Yesterday I was asked by a customer for the reason why he had failed to achieve scale with a state-of-the-art "shared-storage" cluster. "It's a scale-out to 4 servers, but with a shared disk. And I got, after tons of work and efforts, 130% throughput, not even close to the expected 400%" he said.
Well, scale-out cannot be achieved with a shared storage and the word "
shared" is the key. Scale-out is done with absolutely
nothing shared or a "shared-nothing" architecture. This what makes it linear and unlimited. Any shared resource, creates a tremendous burden on each and every database server in the cluster.
In a
previous post, I identified database engine activities such as buffer management, locking, thread locks/semaphores, and recovery tasks - as the main bottleneck in the OLTP database, handling reads and writes mixture. No matter which database engine, they all have all of the above, Oracle, MySQL, all of them. "
The database engine itself becomes the bottleneck!" I wrote.
With a shared disk - there is a single shared copy of my big data on the shared disk, the database engine still have to maintain "buffer management, locking, thread locks/semaphores, and recovery tasks". But now - with a twist! Now all of the above need to be done "globally" between all participating servers, thru network adapters and cables, introducing latency. Every database server in the cluster needs to update all other nodes for every "buffer management, locking, thread locks/semaphores, and recovery tasks" it is doing on a block of data. See here number of "conversation paths" between the 4 nodes:
Blue dashed lines are data access, red lines are communications between nodes. Every node must notified and be notified to and by all other nodes. It's a complete graph, with 4 nodes and there are 6 edges. With 10 you'll find 45 red lines here (
n(n - 1)/2, a
reminder from Computer Science courses...). Imagine the noise, the latency,
for every "buffer management, locking, thread locks/semaphores, and recovery tasks". Shared-storage becomes shared-everything. Node A makes an update to block X - 10 machines need to acknowledge. I wanted to scale, but instead I multiplied the initial problem.

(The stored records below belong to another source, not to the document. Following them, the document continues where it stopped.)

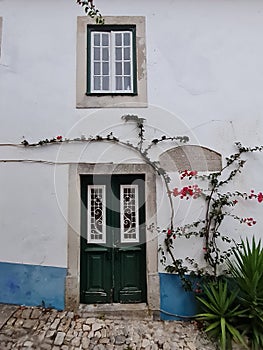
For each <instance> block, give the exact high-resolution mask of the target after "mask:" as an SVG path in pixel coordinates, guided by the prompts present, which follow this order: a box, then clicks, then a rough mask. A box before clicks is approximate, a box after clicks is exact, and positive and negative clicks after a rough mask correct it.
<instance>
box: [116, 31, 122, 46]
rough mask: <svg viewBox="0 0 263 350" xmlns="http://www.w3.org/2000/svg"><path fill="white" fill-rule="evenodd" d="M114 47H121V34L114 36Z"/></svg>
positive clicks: (121, 45) (119, 33) (121, 36)
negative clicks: (114, 41) (116, 46)
mask: <svg viewBox="0 0 263 350" xmlns="http://www.w3.org/2000/svg"><path fill="white" fill-rule="evenodd" d="M115 45H116V46H122V34H121V33H116V34H115Z"/></svg>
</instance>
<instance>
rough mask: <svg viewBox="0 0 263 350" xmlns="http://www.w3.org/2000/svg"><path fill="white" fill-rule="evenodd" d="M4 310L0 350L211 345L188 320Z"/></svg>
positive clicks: (146, 348) (171, 349)
mask: <svg viewBox="0 0 263 350" xmlns="http://www.w3.org/2000/svg"><path fill="white" fill-rule="evenodd" d="M2 307H3V305H2ZM6 307H7V306H6ZM8 311H9V317H7V318H6V319H5V321H4V322H2V323H0V327H1V328H0V349H1V350H6V349H43V350H60V349H61V350H76V349H94V350H115V349H116V350H117V349H119V350H138V349H146V350H158V349H164V350H169V349H170V350H176V349H182V350H204V349H207V350H214V349H215V347H214V346H213V345H212V344H211V343H210V342H209V341H208V340H207V338H206V337H205V336H204V334H202V333H200V332H199V331H198V329H197V328H196V325H195V324H194V323H190V322H177V321H176V322H169V321H165V322H164V321H148V320H147V321H146V320H131V321H127V320H121V319H118V320H116V319H102V318H100V319H99V318H93V317H88V318H84V317H79V316H78V315H76V314H74V313H73V312H67V311H56V310H53V309H44V308H36V307H34V308H29V307H17V308H16V307H13V309H12V312H11V311H10V310H8ZM7 314H8V312H7Z"/></svg>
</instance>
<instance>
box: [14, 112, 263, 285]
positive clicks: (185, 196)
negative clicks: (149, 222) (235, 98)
mask: <svg viewBox="0 0 263 350" xmlns="http://www.w3.org/2000/svg"><path fill="white" fill-rule="evenodd" d="M122 120H123V121H124V122H125V123H127V122H133V123H135V124H136V126H137V130H138V141H137V143H131V142H130V141H123V140H120V139H119V138H118V137H116V136H115V135H114V134H113V133H112V132H110V133H109V134H108V135H106V136H101V135H96V136H90V137H88V138H86V137H85V136H84V135H82V136H81V137H78V138H74V139H68V138H63V137H62V136H60V135H59V136H57V137H53V138H51V139H44V140H40V141H38V142H35V143H30V142H28V141H27V140H25V139H24V140H23V141H22V143H21V144H22V145H23V146H25V147H40V146H46V145H50V144H56V143H72V142H88V143H93V142H111V143H116V144H119V145H120V146H123V147H128V148H130V149H132V150H133V151H135V152H136V153H137V154H139V155H140V157H141V158H142V159H143V160H144V161H145V163H147V164H149V165H150V166H151V167H152V168H153V170H154V171H155V172H156V173H157V174H158V175H159V176H160V177H161V178H162V179H163V183H164V185H165V188H166V192H167V198H168V201H169V204H170V214H169V216H170V217H169V227H168V228H166V229H159V228H158V227H156V228H154V227H151V229H152V230H153V229H155V230H157V231H158V232H161V233H163V234H164V245H163V246H161V247H160V253H161V262H162V263H163V264H164V265H165V270H166V271H167V272H171V273H178V274H179V276H180V277H181V279H182V281H183V282H184V286H185V288H186V289H192V287H193V285H192V282H191V280H190V279H189V278H186V275H190V276H194V277H196V276H206V277H208V278H210V277H211V278H213V277H216V276H217V275H218V268H219V266H220V265H222V263H223V262H224V261H225V260H226V258H228V257H229V256H230V255H231V254H232V253H233V251H234V250H235V249H236V248H237V247H238V244H237V243H236V242H235V241H234V239H233V238H230V237H229V236H228V235H226V234H223V233H222V232H221V226H222V223H223V221H224V219H225V218H226V217H230V218H232V219H233V220H236V221H238V222H239V223H240V224H244V225H247V226H248V227H251V226H253V225H255V224H256V220H255V219H254V218H252V217H240V216H238V215H236V214H234V209H235V207H236V206H237V205H238V202H239V201H240V200H256V201H257V202H258V203H261V202H262V201H263V194H262V192H258V193H256V192H255V191H254V190H250V192H249V193H246V192H240V191H237V190H235V191H233V192H231V191H226V190H225V188H226V187H227V186H226V185H228V184H229V183H231V181H233V180H234V178H235V177H236V176H237V175H238V174H239V173H240V172H241V171H242V168H243V167H244V166H245V163H246V161H245V160H244V157H243V155H244V154H246V153H251V152H261V151H262V150H263V146H255V147H244V146H242V145H241V143H239V142H237V143H235V147H236V152H235V153H234V154H232V155H230V156H229V157H227V158H226V160H225V166H224V167H223V168H222V169H221V170H220V171H217V172H211V173H209V174H199V173H198V172H197V171H196V170H194V169H186V170H184V171H182V172H180V173H179V176H180V180H182V181H184V182H185V181H187V182H188V183H187V185H186V186H183V187H182V188H177V187H176V188H170V183H171V178H170V176H169V174H168V173H167V172H166V171H165V169H163V168H162V167H161V166H160V164H159V162H155V161H152V160H151V158H150V156H149V151H150V150H151V148H152V147H154V146H156V145H157V144H159V143H163V142H166V141H169V142H176V144H178V143H186V142H188V141H189V138H188V137H187V136H174V137H168V136H166V135H163V136H161V137H160V138H155V139H153V140H151V141H147V140H146V138H145V126H144V121H145V119H144V118H140V117H138V116H137V115H130V114H127V115H124V116H122ZM200 183H201V184H202V185H203V186H200ZM197 199H202V200H203V201H204V203H205V214H204V217H202V218H200V219H198V220H197V221H194V222H191V223H188V224H186V225H183V226H177V227H175V225H174V219H175V218H174V216H175V210H174V200H197ZM192 236H195V237H200V238H202V239H203V242H204V243H203V248H202V249H203V257H204V261H205V262H206V265H205V267H200V266H199V265H198V263H197V262H196V261H195V260H194V259H193V258H191V257H186V262H188V266H189V264H190V267H188V266H186V264H185V263H184V261H183V260H182V259H177V258H176V257H175V256H174V250H173V246H174V244H175V240H176V239H177V238H178V237H184V238H186V239H187V238H190V237H192ZM219 242H223V243H225V244H227V246H228V248H225V249H224V250H222V248H221V244H219ZM166 253H167V254H168V256H169V257H170V259H169V262H168V260H167V254H166Z"/></svg>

And I didn't even mention the fact that the shared disk might become a SPOF and a bottleneck.
And I didn't even mention the limitations when you wanna go with this to cloud or virtualization.
And I didn't mention the tons of money this toy costs. I prefer buying 2 of
these, one for me and one for a good friend, and hit the road together...
Shared-disk solutions gives a very limited solution to
OLTP scale. If the data is not distributed, computing resources required to handle this data will not be distributed and thus reduced, on the contrary, they will be multiplied and consume all available resources from all machines.
Real scale-out is achieved by distributing the data in shared nothing, every database node is independent with its data, no duplications, no notifications, ownership or acknowledges over any network. If data is distributed correctly, concurrent sessions will be also distribute across servers, each node runs extremely fast on its small-data, small load, with its own small "buffer management, locking, thread locks/semaphores, and recovery tasks".
My customer responded "Makes perfect sense! Tell me more about Scale-Out and distribution...".